Moisturise regularly –
Retinol aims at preventing acne by regulating sebum production, hence it can dry out your skin quite a bit. A great way to prevent as well as treat this problem is to use a lightweight, non-comedogenic, gel-based moisturiser at least twice a day.
Don’t forget sunscreen –
Retinol tends to increase your skin’s sensitivity, especially to UV rays, making it more susceptible to sun damage. Therefore, it is extremely important to wear a sunscreen of SPF 30, at the very least, to prevent further irritation and damage.
Side effects of using retinol
Dr. Anand says, “Retinol is the milder and relatively less irritating form when compared to other retinoids. The skin has to be slowly eased into using retinol. Ideally, start with the retinol product on alternate days, leaving it overnight and as the skin gets used to it, start applying it daily. The common side effects are irritation, dryness, redness of the skin, over exfoliated/sunburnt appearance and photosensitivity. Some tips to start using retinol if you are a beginner are –
- Start with low strength and slowly build up the strength to ease the skin into a routine
- The ideal is to start with 0.05% and work up to 0.1% retinol
- Always use a moisturiser after your retinol
- Avoid harsh chemical peels and lasers while using retinol.”
Can retinol be used for all skin types?
“Retinol is not necessarily for everybody. If you have oily or acne-prone skin, start using it in your early 20s. Use a prescription-strength product upon a doctor's recommendation in your teen years to combat the acne. Typically, we always say that anybody over the age of 25 should have retinol in their skincare routine to keep the skin healthy and delay the signs of ageing. Start using it two to three times a week until your skin gets used to it and does not cause itching or irritation. After this, it can be introduced daily as well. One word of caution is you must always use sunscreen in the daytime and add a moisturiser at night. Additionally, people with sensitive, photosensitive, rosacea-prone or extremely dehydrated skin should avoid using retinol in their skin care unless it is prescribed by a doctor.”
FAQs about retinol for acne
Q. What other skin treatments does retinol help with?

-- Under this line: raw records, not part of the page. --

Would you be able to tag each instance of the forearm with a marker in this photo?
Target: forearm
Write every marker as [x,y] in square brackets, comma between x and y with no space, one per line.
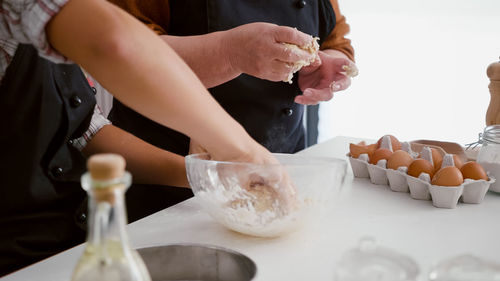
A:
[205,55]
[147,163]
[136,66]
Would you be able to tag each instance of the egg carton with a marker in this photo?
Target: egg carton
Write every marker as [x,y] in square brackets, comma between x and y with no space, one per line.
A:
[471,191]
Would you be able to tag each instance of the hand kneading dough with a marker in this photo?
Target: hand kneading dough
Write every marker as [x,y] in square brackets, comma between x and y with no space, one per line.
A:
[312,48]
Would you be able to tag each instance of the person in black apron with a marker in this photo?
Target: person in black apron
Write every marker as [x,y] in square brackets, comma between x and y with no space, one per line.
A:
[44,107]
[267,110]
[41,118]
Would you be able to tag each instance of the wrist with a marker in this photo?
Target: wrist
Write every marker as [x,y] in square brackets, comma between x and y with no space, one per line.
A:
[229,49]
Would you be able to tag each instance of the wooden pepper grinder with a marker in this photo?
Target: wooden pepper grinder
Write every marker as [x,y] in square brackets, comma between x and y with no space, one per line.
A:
[493,113]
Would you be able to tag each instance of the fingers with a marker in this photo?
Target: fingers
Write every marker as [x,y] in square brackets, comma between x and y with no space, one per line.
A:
[292,54]
[291,35]
[341,84]
[314,96]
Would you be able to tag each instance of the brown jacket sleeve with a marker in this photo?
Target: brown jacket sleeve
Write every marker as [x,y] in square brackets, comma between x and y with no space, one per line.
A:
[154,13]
[337,40]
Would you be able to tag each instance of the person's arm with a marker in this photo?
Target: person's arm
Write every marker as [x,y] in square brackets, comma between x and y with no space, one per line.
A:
[336,40]
[254,49]
[145,74]
[319,82]
[219,57]
[147,163]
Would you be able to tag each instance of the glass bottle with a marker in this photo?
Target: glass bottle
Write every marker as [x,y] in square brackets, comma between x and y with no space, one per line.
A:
[489,154]
[108,254]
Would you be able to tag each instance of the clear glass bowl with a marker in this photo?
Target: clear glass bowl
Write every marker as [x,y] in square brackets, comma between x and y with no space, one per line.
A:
[370,262]
[266,200]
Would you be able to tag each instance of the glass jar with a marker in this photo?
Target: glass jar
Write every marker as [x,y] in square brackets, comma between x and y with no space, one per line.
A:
[489,154]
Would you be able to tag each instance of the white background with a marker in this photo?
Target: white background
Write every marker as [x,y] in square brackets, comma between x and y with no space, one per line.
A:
[422,70]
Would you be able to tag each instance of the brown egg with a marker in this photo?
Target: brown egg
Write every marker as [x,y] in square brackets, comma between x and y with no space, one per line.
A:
[360,148]
[448,176]
[380,154]
[419,166]
[437,159]
[473,170]
[398,159]
[457,161]
[396,145]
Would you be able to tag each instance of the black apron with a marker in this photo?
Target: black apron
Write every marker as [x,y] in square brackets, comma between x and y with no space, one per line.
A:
[265,109]
[43,106]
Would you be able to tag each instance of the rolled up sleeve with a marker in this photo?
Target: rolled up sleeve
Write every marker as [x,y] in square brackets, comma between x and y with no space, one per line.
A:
[98,121]
[24,21]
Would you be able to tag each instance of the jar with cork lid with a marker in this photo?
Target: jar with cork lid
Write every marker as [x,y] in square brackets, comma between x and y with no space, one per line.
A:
[108,254]
[489,153]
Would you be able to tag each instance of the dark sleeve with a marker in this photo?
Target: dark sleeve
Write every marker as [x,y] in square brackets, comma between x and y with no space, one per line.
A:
[154,13]
[337,39]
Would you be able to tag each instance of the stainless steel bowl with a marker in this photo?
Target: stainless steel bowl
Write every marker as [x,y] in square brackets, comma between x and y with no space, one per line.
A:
[197,262]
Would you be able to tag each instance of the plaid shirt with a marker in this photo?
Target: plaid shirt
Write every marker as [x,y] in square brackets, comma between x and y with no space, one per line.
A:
[24,21]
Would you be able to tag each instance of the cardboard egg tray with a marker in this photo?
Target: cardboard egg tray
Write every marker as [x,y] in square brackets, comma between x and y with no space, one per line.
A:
[471,191]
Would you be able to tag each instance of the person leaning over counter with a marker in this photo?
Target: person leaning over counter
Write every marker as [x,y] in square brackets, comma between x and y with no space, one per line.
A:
[234,47]
[49,120]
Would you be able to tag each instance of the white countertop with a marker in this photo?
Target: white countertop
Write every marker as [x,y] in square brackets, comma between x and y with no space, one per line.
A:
[396,221]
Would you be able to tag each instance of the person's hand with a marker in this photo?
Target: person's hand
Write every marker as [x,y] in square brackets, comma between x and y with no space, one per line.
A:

A. Dr. Anand says, “Apart from treating acne, retinol helps in Controlling and reducing the appearance of open pores due to collagen synthesis Reducing pigmentation, freckles, blotchy skin and surface irregularities of the skin due to its exfoliating properties Anti-ageing care against fine lines as it stimulates collagen and elastin production in the deeper skin layers.”
Q. How long does it take for retinol to work on acne?
A. As much as you’d like to think that using retinol will give you immediate results, you'd be surprised to know that retinol actually takes time. This is why you need to be patient when using retinol. It would take about two weeks for the existing pimples to appear smaller and less inflamed. But for your acne to completely disappear, it can take nearly four to six months.
Q. Should I use retinol every night?
A. When you are just starting to include retinol in your skincare routine, it is best to take it slow and apply no more than a pea-sized amount once or twice a week. This allows your skin some time to get used to the intense exfoliation that retinol puts it through. Once your skin starts adjusting to this, you can increase the dosage as well as the number of times a week you use it. But be very gradual while doing so. Also, ensure that you always apply retinol at night as doing so in the morning could lead to photodamage.